My head was warm, not to say hot. Huddled under my heap of clothing, with one star glittering past the curtain, I lay, feeling that if anything, my head was now steaming. I had an illogical feeling that something had been accomplished. I must have slept.
2
I surfaced – probably from sleep though I couldn’t be sure at the time – at about a quarter to six. It was still dark outside and cold. I looked out. Strange! There were robed people about, some in boats, some on the ban
k but no one was moving. The water was so flat that the current was not visible. The stillness of the scene was such that the figures of robed men seemed to brood as if contemplating some inevitable and awful tragedy before which movement and noise were useless and irrelevant. Had they, I asked myself, sat, crouched, leaned or stood thus all night? Were they – were we since the night had left me diminished – like lizards, which require the sun’s warmth before their muscles can operate? I watched them as the dawn lightened swiftly and the faintest trace of mist drew away from the water. A fisherman was crouched in his rowing boat, his ridiculous oars (two unshaped baulks of timber) lying idle along the thwarts, his head closely wrapped against the chill of dawn. He was moored only ten yards from us. He never moved, wrapped elaborately in a thick galabia. It was as if the night was a time for grief from which men had to recover daily.

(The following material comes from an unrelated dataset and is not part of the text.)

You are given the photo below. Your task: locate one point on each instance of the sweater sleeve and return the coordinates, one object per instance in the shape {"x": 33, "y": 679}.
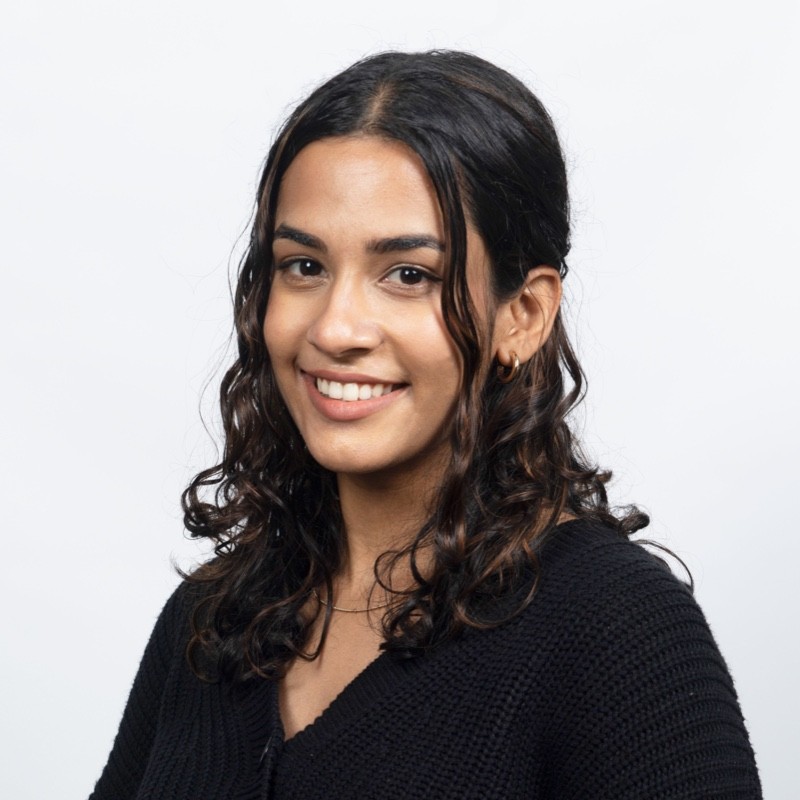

The east lightened all at once. A woman crept out of a house with a tin water vessel on her head. She came slowly down the mud bank and the tin flashed as the first grain of the sun struck it. The fisherman lifted his head. Figures began to move on the bank. It was theatrical in that it led from the first tableau of grief to the common preoccupations of day in two minutes flat. A woman led a donkey. The fisherman shipped his ridiculous oars and rowed slow strokes. Two men spread their robes and squatted by the water. The rising sun grabbed the hill of straw and at once turned it to the gold woven for the girl in the fairy story. The pigeons started to peck, the rats to rustle. A big sailing boat, her torn sails wrinkled like ancient skin, came with a just perceptible movement as the current brought her towards us. She was empty, going north. A smaller boat stood south towards us but did little more than stem the current. She was loaded deep with raw, red brick and seemed to have no more than six inches of freeboard.